More than a 100,000 years ago, planet Earth hosted megafauna in big numbers. Animals like wooly mammoths, which were bigger than modern-day elephants, ground sloths, saber-toothed tigers, and Glyptodon, nearly as big as a car, thrived for centuries.
But due to some reason, they all started fading away. Bigger animal species went extinct faster than their smaller counterparts, something that scientists describe as size-biased extinction in ancient biodiversity.
Previous studies suggested the phenomenon started some 35,000 years ago, but the new work, conducted by a group of American researchers, revises that timeline by more than 90,000 years. According to the team, the animals started dropping dead at least 125,000 years ago in Africa, thanks to early humans and relatives.
After studying ancient fossil and rock records, the group determined that during that period massive animal species went extinct and the size of average mammal on the continent was already 50 percent smaller than those in other parts of the world.
However, as early humans started migrating out of Africa, other parts of the world also started witnessing a decline in megafauna. Scientists noted the pattern of human migration majorly coincided with the history of large animal extinctions around the world.

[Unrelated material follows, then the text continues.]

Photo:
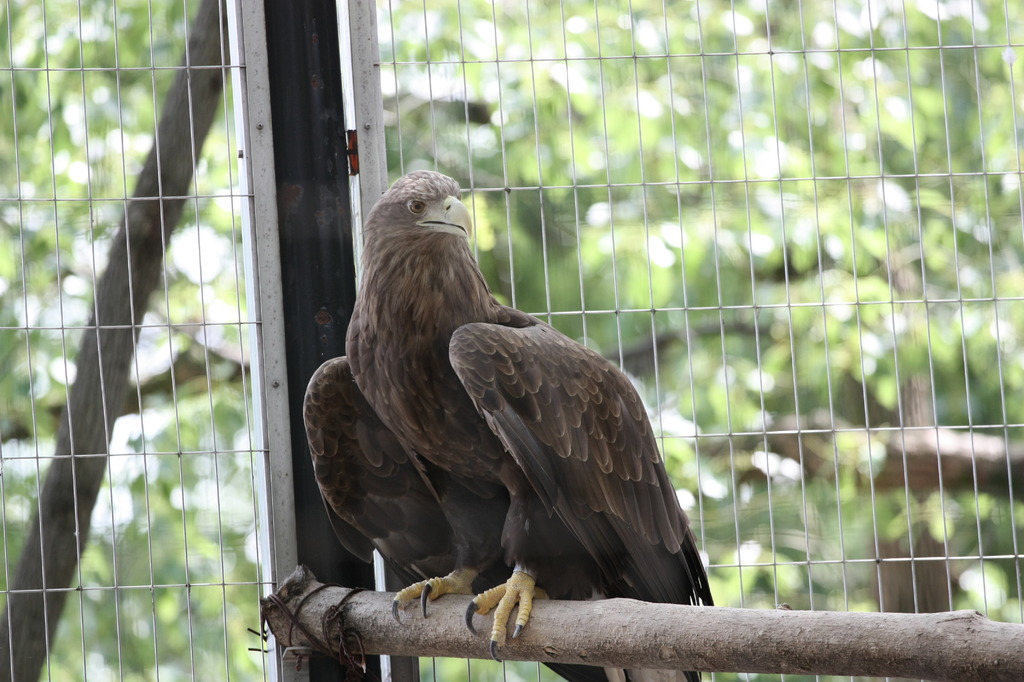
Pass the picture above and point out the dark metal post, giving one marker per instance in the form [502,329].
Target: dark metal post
[316,255]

That said, in a few thousand years, average mammal size on other continents also plummeted. It dropped well below than that of Africa’s and the only animals that could make through time were the smaller ones.
"It wasn't until human impacts started becoming a factor that large body sizes made mammals more vulnerable to extinction," Kate Lyons, who authored the study, said in a statement. "The anthropological record indicates that Homo sapiens are identified as a species around 200,000 years ago, so this occurred not very long after the birth of us as a species. It just seems to be something that we do.”

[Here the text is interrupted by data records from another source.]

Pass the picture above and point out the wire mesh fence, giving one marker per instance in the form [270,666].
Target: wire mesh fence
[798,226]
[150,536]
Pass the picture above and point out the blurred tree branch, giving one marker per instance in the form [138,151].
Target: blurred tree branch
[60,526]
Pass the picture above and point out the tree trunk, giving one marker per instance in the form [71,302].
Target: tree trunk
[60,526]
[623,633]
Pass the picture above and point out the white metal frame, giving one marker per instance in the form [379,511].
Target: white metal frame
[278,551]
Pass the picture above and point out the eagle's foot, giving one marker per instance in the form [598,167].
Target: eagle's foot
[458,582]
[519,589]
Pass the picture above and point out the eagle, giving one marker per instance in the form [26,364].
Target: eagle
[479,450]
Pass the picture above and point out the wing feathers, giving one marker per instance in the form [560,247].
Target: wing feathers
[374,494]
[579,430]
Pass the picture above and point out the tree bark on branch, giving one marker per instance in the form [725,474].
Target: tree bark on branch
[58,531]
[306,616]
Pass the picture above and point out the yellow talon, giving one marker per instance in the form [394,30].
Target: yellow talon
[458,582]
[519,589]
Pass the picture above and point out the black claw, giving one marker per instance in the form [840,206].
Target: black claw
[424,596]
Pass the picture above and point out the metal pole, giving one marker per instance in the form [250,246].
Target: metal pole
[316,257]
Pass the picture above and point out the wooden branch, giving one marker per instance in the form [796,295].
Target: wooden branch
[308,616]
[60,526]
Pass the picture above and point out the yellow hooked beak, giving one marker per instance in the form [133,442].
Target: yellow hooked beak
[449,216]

Though it cannot be said for sure, the researchers posit humans may have targeted bigger animals to get meat for survival.

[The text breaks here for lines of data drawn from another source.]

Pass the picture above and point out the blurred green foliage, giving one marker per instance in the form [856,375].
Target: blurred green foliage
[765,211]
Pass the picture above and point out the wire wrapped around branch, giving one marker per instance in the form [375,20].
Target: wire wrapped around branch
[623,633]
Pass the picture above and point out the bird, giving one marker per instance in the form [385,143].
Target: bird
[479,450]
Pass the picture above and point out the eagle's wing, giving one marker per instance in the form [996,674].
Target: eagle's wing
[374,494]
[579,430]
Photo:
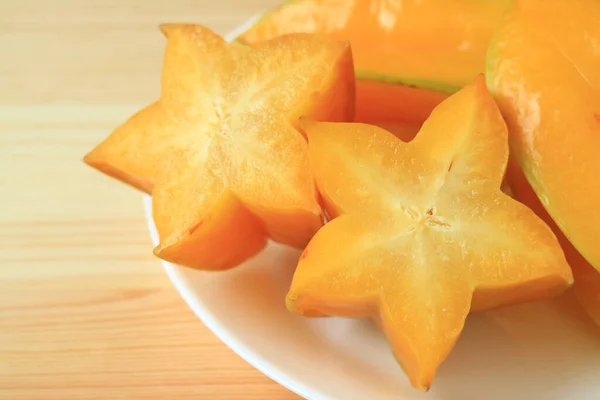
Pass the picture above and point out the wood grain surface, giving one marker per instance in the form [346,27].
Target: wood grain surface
[86,311]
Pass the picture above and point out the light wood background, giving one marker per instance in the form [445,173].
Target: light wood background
[86,312]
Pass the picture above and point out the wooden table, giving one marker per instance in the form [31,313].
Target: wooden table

"From a life-history standpoint, it makes some sense,” Lyons added. “If you kill a rabbit, you're going to feed your family for a night. If you can kill a large mammal, you're going to feed your village."
In the past, it was suggested that climate change could also have played a role in driving animal extinctions on such a large scale, but the group debunked that theory and said both large and small animals would have been equally vulnerable to the impact of climate change.
They also said if the trend of size-biased extinction continues and animals currently listed as vulnerable and endangered go extinct in few hundred years, the largest mammal left could be a domestic cow.
If “all the currently threatened (mammals) are lost, then energy flow and taxonomic composition will be entirely restructured," Felisa Smith, lead author of the study, said. "In fact, mammalian body size around the globe will revert to what the world looked like 40 million years ago."
The study, titled "Body size downgrading of mammals over the late Quaternary," was published April 20 in the journal Science.